We used two portfolio companies of Providence Ventures to help with that—one which was Xealth, a platform that allows you to prescribe anything that’s not a pharmaceutical directly from the EHR. So we can very quickly identify the patient and prescribe him or her via the second part of the equation—a company called Twistle that allows you to do check-ins effectively through SMS [messaging]. And in this case we were collecting two pieces of information—pulse oximetry and temperature. So they were able to quickly scale that up where they are now monitoring over 700 patients on a panel, and that will expand into the thousands soon.

So, there have been three core pieces: how to help people self-assess and avoid showing up at the clinic unnecessarily; how to replace the clinic with the ultimate PPE, which is telehealth; and how to monitor at-risk patients at home, and do it at scale. This all happened within 15 days, so we shifted a lot of technology very quickly.

How tough would it be to deploy some of these innovations in just a matter of days or weeks if you didn’t already have the foundation in place?

Part of our model [at PSJH] is that when we build something new—such as DexCare—we see if we already have a solution to the problem. If not, we go out and look for one in the market, and that’s where Providence Ventures comes in. If we don’t have a solution and can’t find it, then we actually build it; and if we build it we create a company out of it. We just recently hired the CEO for DexCare, and even before we spin these things out we typically pine up other health systems for the technology we have built. With Xealth, UPMC was the second customer to us; they became an investor and are now on the board.

[I can’t publicly name it yet], but we launched an entire health system on DexCare in the Midwest while all this was going on. Healthcare IT is not known for alacrity in terms of how quickly health systems and plans typically get things done. In the case of [DexCare], we have seen four five other health systems [show] interest. It’s happening quickly since this platform serves telehealth, home visits, and in-person clinics. The real pivot is towards how soon you can get the telehealth platform up and running. There has been a sense of urgency with climbing rates of telehealth adoption [in most places].

We have it pretty much knocked it out to the point in which we could get a new health system deployed with the next DexCare platform within 30 days, including an integration with Epic. And that’s assuming it’s a priority for the health system. What typically hurts you in these deployment timeframes is that you get put into a queue, so it depends on how big a priority the [project] is for the health system. The Xealth/Twistle solution for home monitoring we stood up in four days. The configuration work that’s needed to be done is not much; it’s where it sits on the priority list.

What lessons learned can you share from an implementation perspective?

You don’t get extra points for originality or doing it yourself. For every one of these solutions, we have 10 or 20 health systems looking into deploying them.
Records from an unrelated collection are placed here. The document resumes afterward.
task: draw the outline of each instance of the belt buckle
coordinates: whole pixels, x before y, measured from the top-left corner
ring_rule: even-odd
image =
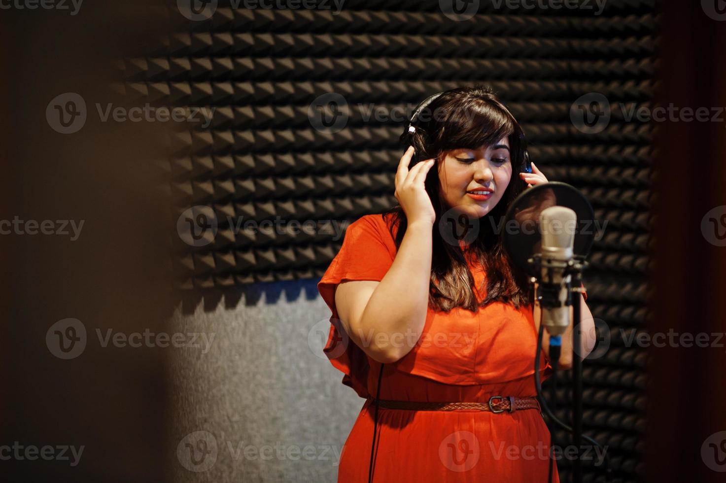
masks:
[[[497,398],[499,398],[499,399],[502,399],[502,400],[505,399],[509,399],[509,409],[508,410],[506,410],[506,409],[498,409],[498,410],[497,409],[494,409],[494,406],[492,405],[492,399],[497,399]],[[506,396],[492,396],[492,397],[489,398],[489,409],[492,410],[492,413],[504,413],[505,411],[507,411],[509,413],[511,413],[514,410],[514,401],[513,400],[513,398],[511,396],[510,396],[510,397],[506,397]]]

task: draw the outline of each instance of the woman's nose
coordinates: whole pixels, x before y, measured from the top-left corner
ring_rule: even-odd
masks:
[[[489,181],[494,178],[489,163],[486,160],[476,163],[474,169],[474,179],[477,181]]]

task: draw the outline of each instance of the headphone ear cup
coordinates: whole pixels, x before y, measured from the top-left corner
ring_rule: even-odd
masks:
[[[428,107],[428,105],[433,102],[439,96],[444,94],[444,92],[438,92],[433,95],[429,96],[424,99],[421,102],[416,106],[416,108],[413,110],[413,114],[411,115],[411,118],[409,119],[409,123],[406,126],[406,130],[401,134],[399,139],[401,142],[402,149],[407,149],[409,146],[413,146],[415,150],[414,156],[412,158],[412,162],[410,166],[413,166],[420,161],[422,161],[423,158],[422,156],[425,155],[423,148],[423,141],[421,137],[424,135],[424,133],[416,128],[414,126],[414,123],[418,121],[418,116],[423,111],[424,109]]]

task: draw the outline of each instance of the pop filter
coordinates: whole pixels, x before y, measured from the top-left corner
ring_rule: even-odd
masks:
[[[550,206],[566,206],[577,215],[573,257],[584,259],[592,247],[595,229],[595,211],[587,198],[567,183],[552,182],[527,188],[507,210],[502,243],[513,262],[530,276],[539,276],[538,269],[528,260],[540,252],[542,235],[539,214]],[[604,228],[604,227],[603,227]]]

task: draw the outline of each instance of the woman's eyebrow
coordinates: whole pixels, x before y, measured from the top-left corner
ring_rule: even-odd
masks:
[[[492,147],[492,149],[493,149],[493,150],[505,149],[505,150],[507,150],[508,151],[509,150],[509,146],[507,146],[507,145],[494,145],[494,146]]]

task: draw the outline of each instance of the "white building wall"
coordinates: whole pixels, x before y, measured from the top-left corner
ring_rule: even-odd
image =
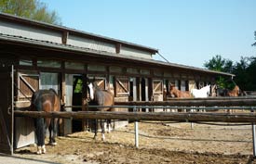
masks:
[[[142,57],[142,58],[152,58],[152,55],[149,52],[128,48],[126,46],[122,46],[120,55],[131,56],[131,57]]]
[[[98,51],[115,53],[115,45],[106,42],[95,41],[92,39],[82,38],[79,36],[69,35],[67,44],[85,47]]]

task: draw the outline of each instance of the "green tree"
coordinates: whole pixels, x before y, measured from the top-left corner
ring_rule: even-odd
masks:
[[[58,14],[49,11],[47,5],[39,0],[0,0],[0,12],[50,24],[61,24]]]
[[[234,74],[236,82],[242,90],[256,91],[256,57],[241,57],[240,62],[236,62]]]
[[[222,71],[222,72],[233,72],[233,61],[230,59],[222,58],[222,56],[216,55],[208,62],[204,63],[204,67],[210,70]],[[234,82],[230,82],[230,79],[219,76],[216,80],[217,84],[222,88],[234,88]]]

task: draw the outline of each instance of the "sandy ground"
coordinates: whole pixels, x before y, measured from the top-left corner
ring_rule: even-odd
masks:
[[[227,123],[222,123],[231,125]],[[253,163],[251,125],[216,126],[191,123],[140,122],[139,148],[134,123],[93,140],[89,132],[58,137],[47,154],[34,145],[17,149],[15,158],[46,163]]]

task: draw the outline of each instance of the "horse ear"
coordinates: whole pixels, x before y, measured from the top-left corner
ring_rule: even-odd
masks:
[[[89,80],[89,78],[88,78],[88,77],[87,77],[87,84],[88,85],[88,84],[89,84],[89,82],[90,82],[90,80]]]

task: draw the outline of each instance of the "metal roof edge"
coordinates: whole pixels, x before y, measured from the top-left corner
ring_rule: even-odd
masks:
[[[132,60],[137,60],[137,61],[148,62],[148,63],[152,63],[152,64],[159,64],[159,65],[167,66],[167,67],[176,67],[176,68],[181,68],[181,69],[193,69],[193,70],[220,74],[220,75],[224,75],[224,76],[231,76],[231,77],[236,76],[235,74],[231,74],[231,73],[209,70],[209,69],[200,69],[200,68],[195,68],[195,67],[192,67],[192,66],[185,66],[185,65],[170,63],[170,62],[164,62],[164,61],[159,61],[159,60],[155,60],[155,59],[135,57],[129,57],[129,56],[116,56],[116,55],[114,56],[114,54],[105,52],[105,51],[97,51],[97,50],[93,50],[93,49],[77,47],[77,46],[69,45],[69,44],[56,44],[56,43],[51,43],[51,42],[47,42],[47,41],[23,38],[20,36],[13,36],[13,35],[7,35],[7,34],[0,33],[0,40],[22,43],[22,44],[35,44],[35,45],[45,45],[45,46],[48,46],[48,47],[61,48],[64,50],[78,51],[78,52],[90,53],[90,54],[95,54],[95,55],[100,54],[100,55],[102,55],[105,57],[119,57],[119,58],[124,58],[124,59],[132,59]]]
[[[57,30],[57,31],[64,31],[64,32],[68,31],[70,32],[74,32],[74,33],[76,33],[76,34],[81,34],[81,35],[85,35],[85,36],[87,35],[87,36],[90,36],[90,37],[94,37],[94,38],[98,38],[98,39],[102,39],[102,40],[109,41],[109,42],[115,42],[116,44],[119,43],[119,44],[127,44],[127,45],[129,45],[129,46],[137,47],[139,49],[144,49],[144,50],[150,51],[154,55],[158,52],[158,49],[156,49],[156,48],[152,48],[152,47],[141,45],[141,44],[133,44],[133,43],[130,43],[130,42],[122,41],[122,40],[107,37],[107,36],[102,36],[102,35],[95,34],[95,33],[92,33],[92,32],[84,32],[84,31],[75,30],[75,29],[69,28],[69,27],[66,27],[66,26],[63,26],[63,25],[49,24],[49,23],[47,23],[47,22],[33,20],[33,19],[30,19],[18,17],[18,16],[7,14],[7,13],[2,13],[2,12],[0,12],[0,18],[7,19],[8,20],[14,20],[16,22],[20,21],[20,22],[22,22],[22,23],[27,23],[27,24],[31,24],[31,25],[34,25],[34,26],[40,26],[40,27],[44,27],[44,28],[47,28],[47,29],[52,29],[52,30]]]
Hopefully if you are [located] in a state not getting hit as hard, so you will deploy it and it never becomes an issue. You don’t want to be in a position like New York is in where you have to skip to the end and are focused on the patient surge instead. But I would suggest to start making these investments as soon as possible to get ahead of it, and be able to assess and communicate with your patients.

The key questions are: How can you get patients to do self-service and self-assessment to determine if they have a problem so when they come in for virtual visits you can more accurately and more efficiently serve them? And then how do you deploy home monitoring at scale? Our answer was that you need high connectivity to your EHR for continuity of care, and then you also need some way of communicating with the patients.

How are clinicians taking to some of these newer tools for COVID?

It’s the ultimate PPE, so it’s protecting them. The more work you can do remotely and safely where you can take care of patients even though  you’re nowhere near them, the better. That’s the whole game [behind] how digital is impacting COVID.